I am trying to learn assembly lately. A friend of mine showed me the following instructions :
mov EAX, [EDX]
xor EAX, 2
mov [EBX], EAX
inc EDX
inc EBX
To which I replied,
1. Value at `edx` address is loaded in `eax`
2. Value in `eax` is XORed by 2
3. Value in `eax` is stored back in memory address mentioned in `ebx`
Increment edx and ebx.
Is my explanation correct ? Please correct me if I am wrong.
Secondly he asked, where is this used the most ?
Is this some kind of regular code routine instructions? Can anyone please help me where is this used the most ?
Please pardon my understanding/mistakes. I am very new to assembly.
CodePudding user response:
This looks pointlessly inefficient and weird (with overlapping 4-byte loads/stores if this is in a loop), so I doubt you'd find it anywhere, but yes you've correctly described what it does.
It's also not normal to copy a buffer and just flip the 2nd bit of every byte (assuming EDX and EBX point to non-overlapping buffers).
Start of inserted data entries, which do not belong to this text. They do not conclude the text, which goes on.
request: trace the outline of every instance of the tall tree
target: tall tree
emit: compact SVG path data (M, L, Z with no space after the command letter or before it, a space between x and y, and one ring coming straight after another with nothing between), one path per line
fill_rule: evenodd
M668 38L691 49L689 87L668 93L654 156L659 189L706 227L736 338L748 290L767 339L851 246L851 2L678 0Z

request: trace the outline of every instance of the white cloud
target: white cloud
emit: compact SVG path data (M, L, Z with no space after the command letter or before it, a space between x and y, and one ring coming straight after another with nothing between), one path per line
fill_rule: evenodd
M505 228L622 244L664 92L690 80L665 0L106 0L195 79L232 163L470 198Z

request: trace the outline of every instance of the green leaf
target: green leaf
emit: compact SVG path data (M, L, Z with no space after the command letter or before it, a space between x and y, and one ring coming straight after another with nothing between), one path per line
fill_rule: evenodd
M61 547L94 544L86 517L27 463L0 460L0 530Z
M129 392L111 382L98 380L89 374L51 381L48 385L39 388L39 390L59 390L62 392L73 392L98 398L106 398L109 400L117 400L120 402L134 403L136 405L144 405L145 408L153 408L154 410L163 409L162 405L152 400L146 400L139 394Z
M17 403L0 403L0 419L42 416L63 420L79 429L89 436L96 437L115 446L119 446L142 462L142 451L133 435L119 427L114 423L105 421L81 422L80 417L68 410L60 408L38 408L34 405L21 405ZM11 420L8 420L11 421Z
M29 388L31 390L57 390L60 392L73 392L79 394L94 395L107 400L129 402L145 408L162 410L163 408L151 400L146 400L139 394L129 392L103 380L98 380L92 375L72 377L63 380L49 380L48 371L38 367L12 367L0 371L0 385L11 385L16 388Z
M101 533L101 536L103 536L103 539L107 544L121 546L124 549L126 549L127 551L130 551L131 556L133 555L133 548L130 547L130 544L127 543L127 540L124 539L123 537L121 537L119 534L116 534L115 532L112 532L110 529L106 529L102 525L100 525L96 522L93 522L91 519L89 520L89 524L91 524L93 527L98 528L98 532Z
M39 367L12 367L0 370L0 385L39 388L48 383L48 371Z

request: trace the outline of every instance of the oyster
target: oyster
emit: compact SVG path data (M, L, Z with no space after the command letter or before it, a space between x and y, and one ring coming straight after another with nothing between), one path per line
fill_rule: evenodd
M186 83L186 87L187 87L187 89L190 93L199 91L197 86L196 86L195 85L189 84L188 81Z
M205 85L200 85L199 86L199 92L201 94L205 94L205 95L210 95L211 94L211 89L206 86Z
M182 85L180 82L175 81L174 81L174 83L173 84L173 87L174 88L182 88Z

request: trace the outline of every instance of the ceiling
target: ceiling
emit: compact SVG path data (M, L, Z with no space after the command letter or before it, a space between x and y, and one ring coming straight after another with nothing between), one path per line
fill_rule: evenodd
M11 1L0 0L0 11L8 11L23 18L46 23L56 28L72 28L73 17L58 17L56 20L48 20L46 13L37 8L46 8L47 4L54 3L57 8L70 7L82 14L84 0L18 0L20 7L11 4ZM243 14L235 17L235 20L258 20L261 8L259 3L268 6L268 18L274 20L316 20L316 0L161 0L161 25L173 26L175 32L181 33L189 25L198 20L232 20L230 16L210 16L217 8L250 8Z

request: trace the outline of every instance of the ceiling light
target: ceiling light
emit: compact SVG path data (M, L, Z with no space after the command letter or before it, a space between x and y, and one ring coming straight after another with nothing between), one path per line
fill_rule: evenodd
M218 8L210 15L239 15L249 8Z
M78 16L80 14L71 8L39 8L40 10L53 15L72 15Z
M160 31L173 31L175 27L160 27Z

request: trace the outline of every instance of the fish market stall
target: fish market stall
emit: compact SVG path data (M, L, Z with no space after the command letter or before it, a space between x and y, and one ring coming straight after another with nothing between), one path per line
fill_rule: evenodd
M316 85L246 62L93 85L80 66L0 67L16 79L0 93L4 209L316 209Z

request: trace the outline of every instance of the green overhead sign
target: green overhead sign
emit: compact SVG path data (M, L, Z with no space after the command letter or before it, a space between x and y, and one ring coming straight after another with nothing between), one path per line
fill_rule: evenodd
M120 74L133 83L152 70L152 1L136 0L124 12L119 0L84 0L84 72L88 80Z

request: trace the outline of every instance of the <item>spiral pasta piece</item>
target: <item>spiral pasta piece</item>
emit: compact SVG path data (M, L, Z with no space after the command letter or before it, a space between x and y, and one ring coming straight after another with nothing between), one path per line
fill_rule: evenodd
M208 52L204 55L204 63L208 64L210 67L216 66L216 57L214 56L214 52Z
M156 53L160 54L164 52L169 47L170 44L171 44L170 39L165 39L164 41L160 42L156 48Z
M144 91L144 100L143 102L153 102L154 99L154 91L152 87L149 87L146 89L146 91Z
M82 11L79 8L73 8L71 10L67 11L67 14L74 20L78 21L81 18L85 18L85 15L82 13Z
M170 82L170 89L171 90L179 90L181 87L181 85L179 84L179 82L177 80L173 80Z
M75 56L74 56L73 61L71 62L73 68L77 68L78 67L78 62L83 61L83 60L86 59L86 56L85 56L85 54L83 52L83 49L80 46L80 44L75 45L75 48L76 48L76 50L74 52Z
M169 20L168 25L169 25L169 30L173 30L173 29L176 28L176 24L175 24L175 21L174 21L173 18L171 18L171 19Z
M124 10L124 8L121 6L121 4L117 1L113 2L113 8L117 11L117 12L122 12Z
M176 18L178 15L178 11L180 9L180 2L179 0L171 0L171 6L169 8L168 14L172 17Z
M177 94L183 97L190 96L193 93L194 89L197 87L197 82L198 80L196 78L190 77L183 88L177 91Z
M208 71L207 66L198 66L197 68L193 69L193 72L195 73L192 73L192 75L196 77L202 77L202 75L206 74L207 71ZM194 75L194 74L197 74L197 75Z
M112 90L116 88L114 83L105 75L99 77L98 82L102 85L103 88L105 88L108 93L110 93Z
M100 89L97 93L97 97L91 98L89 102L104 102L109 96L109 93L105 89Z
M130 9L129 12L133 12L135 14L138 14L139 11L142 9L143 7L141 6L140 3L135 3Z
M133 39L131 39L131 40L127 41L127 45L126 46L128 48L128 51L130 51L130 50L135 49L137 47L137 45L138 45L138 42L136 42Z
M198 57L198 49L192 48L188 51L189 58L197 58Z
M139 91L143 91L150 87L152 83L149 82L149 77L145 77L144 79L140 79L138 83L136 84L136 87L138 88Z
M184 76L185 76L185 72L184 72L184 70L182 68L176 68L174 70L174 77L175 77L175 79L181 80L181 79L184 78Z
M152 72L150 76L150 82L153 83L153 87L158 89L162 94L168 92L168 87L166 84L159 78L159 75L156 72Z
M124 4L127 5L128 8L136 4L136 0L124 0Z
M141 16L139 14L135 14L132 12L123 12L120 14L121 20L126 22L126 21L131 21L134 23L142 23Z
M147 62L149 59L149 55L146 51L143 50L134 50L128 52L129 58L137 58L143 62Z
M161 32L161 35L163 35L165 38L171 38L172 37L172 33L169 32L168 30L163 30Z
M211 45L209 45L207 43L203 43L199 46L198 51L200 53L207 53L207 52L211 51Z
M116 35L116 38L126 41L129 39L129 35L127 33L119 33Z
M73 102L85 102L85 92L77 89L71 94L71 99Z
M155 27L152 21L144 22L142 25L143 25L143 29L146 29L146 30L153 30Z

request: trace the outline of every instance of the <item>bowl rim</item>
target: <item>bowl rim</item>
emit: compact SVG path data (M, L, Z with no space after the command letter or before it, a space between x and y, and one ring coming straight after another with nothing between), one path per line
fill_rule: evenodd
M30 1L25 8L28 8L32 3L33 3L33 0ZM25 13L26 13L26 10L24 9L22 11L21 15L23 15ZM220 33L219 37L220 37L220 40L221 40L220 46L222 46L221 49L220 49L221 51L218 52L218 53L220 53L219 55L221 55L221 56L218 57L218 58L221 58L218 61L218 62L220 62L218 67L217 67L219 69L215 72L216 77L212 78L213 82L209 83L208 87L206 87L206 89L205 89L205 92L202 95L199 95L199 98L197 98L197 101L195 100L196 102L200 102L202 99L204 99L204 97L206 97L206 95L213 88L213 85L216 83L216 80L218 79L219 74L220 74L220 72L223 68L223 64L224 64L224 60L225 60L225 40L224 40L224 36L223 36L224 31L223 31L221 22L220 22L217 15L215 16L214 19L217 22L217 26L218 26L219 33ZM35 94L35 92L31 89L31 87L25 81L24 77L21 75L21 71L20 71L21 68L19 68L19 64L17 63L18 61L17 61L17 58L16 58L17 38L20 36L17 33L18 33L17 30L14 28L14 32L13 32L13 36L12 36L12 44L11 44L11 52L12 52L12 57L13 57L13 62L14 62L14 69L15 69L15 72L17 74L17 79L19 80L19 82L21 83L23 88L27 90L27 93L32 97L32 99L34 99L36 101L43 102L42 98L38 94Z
But if you were going to do that, you'd either go a byte at a time with movzx eax, byte [edx]
loads and mov [ebx], al
stores, or you'd add ebx,4
/add edx,4
so you could xor eax, 0x02020202
. (Or better use SSE1 or SSE2 to copy and XOR 16 bytes at a time.)
With a more complicated XOR constant, this gets used to lightly obfuscate strings or other data from simple low-effort reverse engineering like strings ./a.out
to find contiguous ASCII bytes in an executable.
See for example glibc memfrob(3)
which XORs with 42
(0x2a
), in-place instead of copying. As you can tell from the constant which doesn't have its high bit set (so most printable ASCII characters stay printable ASCII), this function is at least half a joke. People will still find your strings, they're just not immediately readable.